Executive Committee Charter
REMINGTON OIL AND GAS CORPORATION
The Executive Committee is a standing committee of the Board of Directors. Its primary function is to decide matters on behalf of the Company on which action by the entire Board of Directors is either difficult due to circumstances, or unnecessary. The power of the Executive Committee to act on behalf of the entire Board of Directors shall extend to all matters not precluded by law, the Company’s Certificate of Incorporation, By-Laws, or the Corporate Charter Documents (as defined in the By-Laws).
· Appointment and Term. The Executive Committee shall be appointed annually by a majority vote of the Board of Directors. The Board of Directors, by majority vote, may remove any member of the Executive Committee. Except for the prior resignation or removal, each member of the Executive Committee shall serve on the Executive Committee until his or her term of office as a director of the Company expires.
· Composition and Eligibility. The Executive Committee shall be composed of three Directors. The Lead Non-Management Director will automatically be a member of the Executive Committee. All Directors are eligible for membership on the Executive Committee.
· Qualifications. In addition to meeting the director qualifications set forth in the Company’s Corporate Governance Guidelines, the members of the Executive Committee shall demonstrate an understanding of Company operations and projects and the appropriate risk of each operating decision.
· Majority of Members must be Non-Management. A majority of the members of the Executive Committee must be non-management directors.
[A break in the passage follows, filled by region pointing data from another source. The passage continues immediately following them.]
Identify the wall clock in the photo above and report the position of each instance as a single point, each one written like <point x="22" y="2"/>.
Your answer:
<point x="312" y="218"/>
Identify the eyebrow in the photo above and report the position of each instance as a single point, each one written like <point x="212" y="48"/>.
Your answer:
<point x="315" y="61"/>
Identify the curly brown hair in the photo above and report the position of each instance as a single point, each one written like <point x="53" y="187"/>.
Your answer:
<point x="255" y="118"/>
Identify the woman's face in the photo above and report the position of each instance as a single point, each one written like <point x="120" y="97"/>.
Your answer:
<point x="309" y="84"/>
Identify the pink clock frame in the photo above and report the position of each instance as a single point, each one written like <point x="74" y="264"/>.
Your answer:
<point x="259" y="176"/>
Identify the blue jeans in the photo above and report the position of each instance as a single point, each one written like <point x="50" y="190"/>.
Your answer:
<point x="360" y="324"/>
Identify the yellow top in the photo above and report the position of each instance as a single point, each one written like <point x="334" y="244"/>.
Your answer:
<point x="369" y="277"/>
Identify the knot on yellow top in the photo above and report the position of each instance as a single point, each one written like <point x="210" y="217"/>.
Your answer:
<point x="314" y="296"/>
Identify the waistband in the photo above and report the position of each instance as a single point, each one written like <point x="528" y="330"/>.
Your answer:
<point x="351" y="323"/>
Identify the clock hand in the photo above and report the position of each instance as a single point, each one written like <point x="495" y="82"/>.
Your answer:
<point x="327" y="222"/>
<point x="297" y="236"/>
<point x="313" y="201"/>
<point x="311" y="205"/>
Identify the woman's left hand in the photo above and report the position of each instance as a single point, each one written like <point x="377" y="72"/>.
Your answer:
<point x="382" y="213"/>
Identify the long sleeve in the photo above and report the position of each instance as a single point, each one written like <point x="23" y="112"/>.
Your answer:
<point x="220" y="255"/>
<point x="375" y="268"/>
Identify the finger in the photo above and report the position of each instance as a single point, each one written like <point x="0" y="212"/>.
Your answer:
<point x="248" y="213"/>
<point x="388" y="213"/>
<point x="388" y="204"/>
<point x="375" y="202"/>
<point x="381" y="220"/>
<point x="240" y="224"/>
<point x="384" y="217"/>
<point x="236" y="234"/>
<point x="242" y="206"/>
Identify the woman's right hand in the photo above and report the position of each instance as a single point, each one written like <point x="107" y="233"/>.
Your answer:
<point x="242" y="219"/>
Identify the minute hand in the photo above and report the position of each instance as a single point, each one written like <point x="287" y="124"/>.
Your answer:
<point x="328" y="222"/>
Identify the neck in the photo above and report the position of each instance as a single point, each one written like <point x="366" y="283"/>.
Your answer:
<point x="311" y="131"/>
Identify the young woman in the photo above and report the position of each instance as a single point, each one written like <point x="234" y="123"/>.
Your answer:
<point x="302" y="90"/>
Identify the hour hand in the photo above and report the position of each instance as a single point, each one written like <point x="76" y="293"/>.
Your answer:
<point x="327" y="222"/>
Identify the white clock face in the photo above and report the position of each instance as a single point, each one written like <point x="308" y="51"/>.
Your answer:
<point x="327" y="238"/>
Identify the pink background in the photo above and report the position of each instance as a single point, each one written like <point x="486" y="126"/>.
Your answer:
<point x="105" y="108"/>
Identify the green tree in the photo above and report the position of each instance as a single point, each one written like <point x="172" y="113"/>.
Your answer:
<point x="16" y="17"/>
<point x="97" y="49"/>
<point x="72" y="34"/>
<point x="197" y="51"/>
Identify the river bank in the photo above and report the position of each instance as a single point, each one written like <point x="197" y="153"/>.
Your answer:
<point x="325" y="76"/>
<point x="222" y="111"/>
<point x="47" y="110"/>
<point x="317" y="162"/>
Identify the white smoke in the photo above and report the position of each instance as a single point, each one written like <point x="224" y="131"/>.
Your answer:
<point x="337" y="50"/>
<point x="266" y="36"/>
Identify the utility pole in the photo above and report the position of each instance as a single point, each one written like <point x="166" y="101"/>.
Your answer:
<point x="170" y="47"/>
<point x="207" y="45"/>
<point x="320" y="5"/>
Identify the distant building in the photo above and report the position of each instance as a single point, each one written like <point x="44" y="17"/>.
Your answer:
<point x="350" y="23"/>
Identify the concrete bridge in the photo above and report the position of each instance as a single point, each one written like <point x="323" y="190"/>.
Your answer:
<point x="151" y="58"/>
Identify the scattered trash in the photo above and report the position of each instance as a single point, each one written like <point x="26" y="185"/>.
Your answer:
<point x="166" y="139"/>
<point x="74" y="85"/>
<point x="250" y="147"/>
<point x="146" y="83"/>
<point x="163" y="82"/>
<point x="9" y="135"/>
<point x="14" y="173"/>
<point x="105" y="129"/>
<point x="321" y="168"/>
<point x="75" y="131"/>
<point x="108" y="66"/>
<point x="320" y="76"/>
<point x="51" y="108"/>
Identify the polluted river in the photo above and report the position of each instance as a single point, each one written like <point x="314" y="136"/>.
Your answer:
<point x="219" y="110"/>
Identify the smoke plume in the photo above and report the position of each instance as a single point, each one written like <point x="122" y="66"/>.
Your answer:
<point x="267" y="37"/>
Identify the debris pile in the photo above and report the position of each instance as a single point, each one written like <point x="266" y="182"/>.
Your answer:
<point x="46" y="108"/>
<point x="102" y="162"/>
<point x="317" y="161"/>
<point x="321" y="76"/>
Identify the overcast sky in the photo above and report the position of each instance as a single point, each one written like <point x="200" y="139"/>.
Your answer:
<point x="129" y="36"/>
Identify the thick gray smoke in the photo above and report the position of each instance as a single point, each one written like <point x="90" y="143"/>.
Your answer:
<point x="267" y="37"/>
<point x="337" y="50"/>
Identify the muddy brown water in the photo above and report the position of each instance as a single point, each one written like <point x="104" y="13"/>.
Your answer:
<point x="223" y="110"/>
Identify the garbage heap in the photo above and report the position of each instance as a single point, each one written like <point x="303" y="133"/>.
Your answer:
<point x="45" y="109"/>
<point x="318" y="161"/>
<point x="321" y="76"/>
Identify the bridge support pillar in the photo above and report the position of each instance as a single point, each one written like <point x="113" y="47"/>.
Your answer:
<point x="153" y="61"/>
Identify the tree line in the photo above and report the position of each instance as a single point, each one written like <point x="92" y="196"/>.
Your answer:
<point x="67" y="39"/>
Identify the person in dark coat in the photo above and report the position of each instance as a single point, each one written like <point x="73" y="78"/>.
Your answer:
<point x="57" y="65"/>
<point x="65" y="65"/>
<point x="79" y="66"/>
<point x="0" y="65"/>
In addition, only one member of the Executive Committee may come from management but one member of the Executive Committee must be from management.
· Appointment of Chairperson. The Executive Committee shall recommend a Chairperson from among its members to the Board of Directors for approval. It is the responsibility of the Chairperson to schedule all meetings of the committee and provide the Executive Committee, other members of the board, and the Company’s Secretary with a written notice and written agenda for all meetings.
· Meetings. The Executive Committee shall meet at least once per year or more frequently as circumstances require. The Executive Committee may ask members of management or others to attend the meetings and provide pertinent information as necessary.
· Reporting and Minutes. The Executive Committee shall report to the entire Board of Directors and shall provide all notices and minutes of meetings of the Executive Committee to the Board of Directors. All notices, agendas, and minutes of meetings shall be provided to the Company’s management in order for payment of any applicable meeting fees and expenses to be made.
· Access to Management and Consultants. The Executive Committee shall have unrestricted access to members of management and all information relevant to its responsibilities. The Executive Committee is authorized and empowered to retain such independent advisors, including counsel that the Executive Committee may deem necessary in order to carry out its responsibilities. No engagement shall be a valid act of the committee and no compensation for the services of such advisors shall be paid by the Company unless, prior to such engagement, the Company Secretary was advised of the decision to engage the advisor, a preliminary budget for the engagement of the advisor was submitted to the Company Secretary, the identity of the advisor was made known to the Company Secretary so that conflicts could be checked and independence verified, and the Company Secretary was provided an undertaking by the committee chairperson that any and all letters, reports, and studies prepared by the advisor will be made known and made available to the Company’s Board of Directors as a whole.
· Functions regarding reporting Committee Actions to Full Board. The Executive Committee shall report committee actions to the Board of Directors with such recommendations as the committee may deem appropriate.
· Review of Charter. The Executive Committee shall review its charter on an annual basis and recommend any changes to the Board of Directors for approval.
· Annual Performance Review. The Executive Committee shall prepare an annual evaluation of the Executive Committee in accordance with the Company’s By-Laws.